This is when a third factor arose within the BJP. While it is true that it had begun as a ‘Brahmin-Baniya’ party, the BJP in UP had commenced a remarkable transition to a far more board-based vote base, with non-dominant Other Backward Castes (OBC) like the Lodhs of Kalyan Singh at the vanguard.
Some of the old guard felt that this transition was edging them out of the power centres. This was an ironic effect since the very objective of the BJP from the start was to aim for a magnificent supra-caste consolidation. But this reaction was also inevitable, since such is human nature. Consequently, the tugs began to tell on Kalyan Singh’s ability to function effectively in office, and on the party’s public standing.

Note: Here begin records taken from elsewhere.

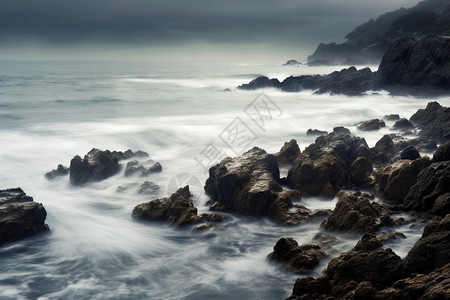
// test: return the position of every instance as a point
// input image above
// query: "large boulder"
(432, 250)
(433, 183)
(20, 217)
(416, 66)
(395, 180)
(299, 259)
(178, 209)
(354, 212)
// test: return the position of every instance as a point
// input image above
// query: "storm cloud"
(175, 21)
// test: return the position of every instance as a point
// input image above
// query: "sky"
(133, 27)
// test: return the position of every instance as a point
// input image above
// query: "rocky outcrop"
(299, 259)
(432, 250)
(178, 209)
(59, 171)
(395, 180)
(354, 212)
(434, 122)
(20, 217)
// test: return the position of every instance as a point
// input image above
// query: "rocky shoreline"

Some commentators, particularly leftist ones, like to describe this period of the late 1990s as a ‘backward-forward tussle’, or more pithily as Mandal-kamandal monkey balancing. The truth is more prosaic: these were the rites of passage any organisation has to endure as it comes of age.
Sadly, the net result is that the BJP’s vote share began to dip alarmingly. As the chart below shows, the BJP peaked in the 1993 assembly election, plateaued for a few years, and then began to decline following its 1995 alliance with the BSP.

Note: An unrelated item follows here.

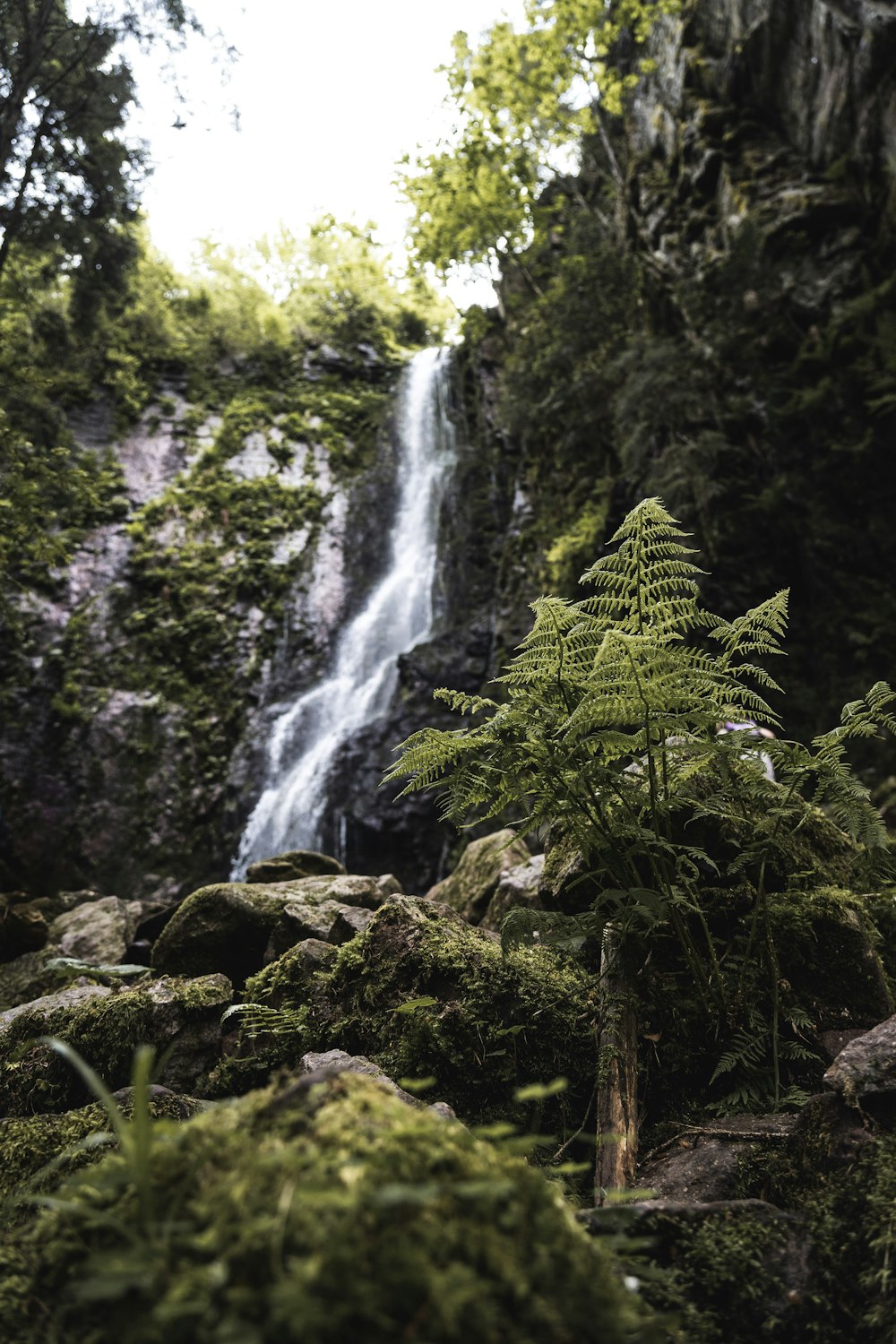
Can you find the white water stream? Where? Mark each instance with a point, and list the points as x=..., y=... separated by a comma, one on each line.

The year 1998 was the only good news when the BJP under Vajpayee won over 50 Lok Sabha seats in UP for the third time in a row, and finally managed to form a ‘real’ government at the Centre.
But that victory did nothing to stem the party’s decline in UP and, by corollary, at the national level. The first impact was seen in the 1999 general election when the BJP lost significant numbers of both votes and seats in UP.
To make matters worse, the infighting within the party’s state unit got so bad that Vajpayee was forced to replace Kalyan Singh with R P Gupta — a has-been who had shot his bolt some decades ago.
An incensed Kalyan Singh quit the BJP to start his own party in December 1999. We have two ways of studying this paradigmatic event: as rank disobedience by Kalyan Singh or as a central leadership failure to enforce discipline among those who refused to accept both Kalyan Singh and the transformation he wrought.
Perhaps, it is a bit of both, with the indignant still incapable of condoning Singh’s disobedience (like they view Shankar Singh Vaghela’s 1996 rebellion in Gujarat), and the placatory, proffering justifications for the disaffections of the old guard.
But the point is moot because the damage was already done, collectively, and it showed in the results of the 2002 assembly election in UP. Humiliatingly, the BJP came third behind the SP and the BSP in both seats and vote shares. Kalyan Singh’s new party won four seats.
The hapless BJP was left with little option but to offer its support to Mayawati. But that didn’t last long because, in August 2003, the SP’s Mulayam Singh Yadav split the BSP and became the chief minister. And with that, whatever vestigial advantage that the BJP had also slipped out of its hands.
That left the BSP and the Congress on their own. And in the messy, quadri-polar polls which ensued, the BJP was all but wiped out of UP. It won only 10 seats, to the Congress’ nine, the BSP’s 19, and the SP-RLD alliance’s 38.
The BJP’s vote share in UP fell to 22 per cent, the lowest since its mercurial ascendancy in 1991, and the state’s contribution of seats to the BJP’s national tally dropped to 7 per cent, the lowest since it first won a seat in UP, in 1989.
Tragically, of a dozen firewall seats which the BJP had won in four consecutive Lok Sabha elections from 1991 to 1999, only four remained in hand when the dust settled.
Both Varanasi and Mathura went to the Congress, as did the spectacular opportunity to form a government at the Centre. Dejected, loyal followers swallowed this defeat with the reassuring thought that 2004 was as bad as it was going to get for the BJP.